Our findings hint at a deeper principle: even in systems that first appear unpredictable, the dynamics of generative AI are not entirely random. There is an underlying topological fingerprint, which may be unique to each network, reflecting how information is transformed, preserved, and occasionally lost as it flows.
Why This Matters
Understanding these patterns is more than a mathematical curiosity.
As AI systems become increasingly embedded in creative, social, and communicative applications, it becomes crucial to comprehend how information evolves across these systems. Topological data analysis (TDA) provides a lens to see beyond surface outputs and examine the structural dynamics of AI-mediated information flow.

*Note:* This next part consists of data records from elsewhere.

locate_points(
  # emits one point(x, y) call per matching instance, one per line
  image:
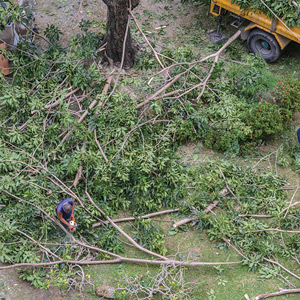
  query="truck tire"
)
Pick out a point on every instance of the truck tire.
point(265, 44)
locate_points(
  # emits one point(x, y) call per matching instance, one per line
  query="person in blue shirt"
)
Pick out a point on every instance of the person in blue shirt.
point(65, 212)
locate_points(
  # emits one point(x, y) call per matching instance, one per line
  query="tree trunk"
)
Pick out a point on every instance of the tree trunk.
point(117, 20)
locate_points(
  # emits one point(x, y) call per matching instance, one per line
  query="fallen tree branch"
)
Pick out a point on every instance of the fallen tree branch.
point(117, 259)
point(146, 40)
point(134, 218)
point(208, 209)
point(255, 216)
point(121, 259)
point(123, 232)
point(282, 267)
point(280, 293)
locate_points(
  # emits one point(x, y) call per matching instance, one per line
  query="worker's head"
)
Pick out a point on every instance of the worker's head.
point(67, 208)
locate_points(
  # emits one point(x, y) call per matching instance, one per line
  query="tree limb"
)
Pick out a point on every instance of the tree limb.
point(134, 218)
point(281, 292)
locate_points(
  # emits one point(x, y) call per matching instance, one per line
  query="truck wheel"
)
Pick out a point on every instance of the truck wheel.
point(264, 43)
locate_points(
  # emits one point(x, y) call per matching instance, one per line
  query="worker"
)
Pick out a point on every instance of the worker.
point(65, 212)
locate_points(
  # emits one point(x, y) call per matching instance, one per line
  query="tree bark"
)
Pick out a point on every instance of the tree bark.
point(117, 23)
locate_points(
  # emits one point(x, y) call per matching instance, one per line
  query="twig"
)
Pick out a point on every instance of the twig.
point(141, 217)
point(282, 267)
point(281, 292)
point(227, 186)
point(122, 231)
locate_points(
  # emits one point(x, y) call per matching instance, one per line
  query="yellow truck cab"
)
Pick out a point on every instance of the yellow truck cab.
point(264, 35)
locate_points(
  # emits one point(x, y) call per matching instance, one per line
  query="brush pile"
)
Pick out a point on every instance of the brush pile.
point(288, 11)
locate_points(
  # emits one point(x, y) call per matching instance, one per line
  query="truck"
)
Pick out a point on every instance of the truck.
point(265, 36)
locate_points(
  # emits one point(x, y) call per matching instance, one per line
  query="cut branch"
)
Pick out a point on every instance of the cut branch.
point(280, 293)
point(134, 218)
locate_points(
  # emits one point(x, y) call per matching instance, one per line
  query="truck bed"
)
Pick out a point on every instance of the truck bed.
point(260, 20)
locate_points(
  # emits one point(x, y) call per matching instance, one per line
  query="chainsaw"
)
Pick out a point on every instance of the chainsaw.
point(74, 226)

By treating generative AI networks like “complex telephone games,” and applying tools like persistent homology, we can begin to map the contours of meaning as it shifts and drifts. This opens exciting possibilities for designing more stable AI systems, exploring emergent creativity, and even predicting how AI networks might behave in novel situations involving different modalities, whether it be text, image, sound, or who knows – even smell in the future!
In short, while PANIC may appear playful, it also offers a rich laboratory for studying the shape of information itself. And that’s exactly how we use it.
Through topological data analysis, not only can we start to see the hidden patterns that underline the apparent chaos of generative AI outputs, but we can also deepen our understanding of such high-dimensional complex features with quantitative measures like entropy.
This leads to some deeper philosophical questions like:
- How can we better understand the “inner mind” of genAI tools?
- What kind of insights can we gain to better and more safely use genAI tools in the aspects of hallucinations, regulations, agency, etc. ?
We’re here with you, making sense of chaos in technology so we can all understand, steer, and use it better – so don’t panic!
This is based on the joint work between Sungyeon Hong and Ben Swift, presented in the IEEE International Conference on Systems, Man, and Cybernetics 2025 in Vienna, Austria.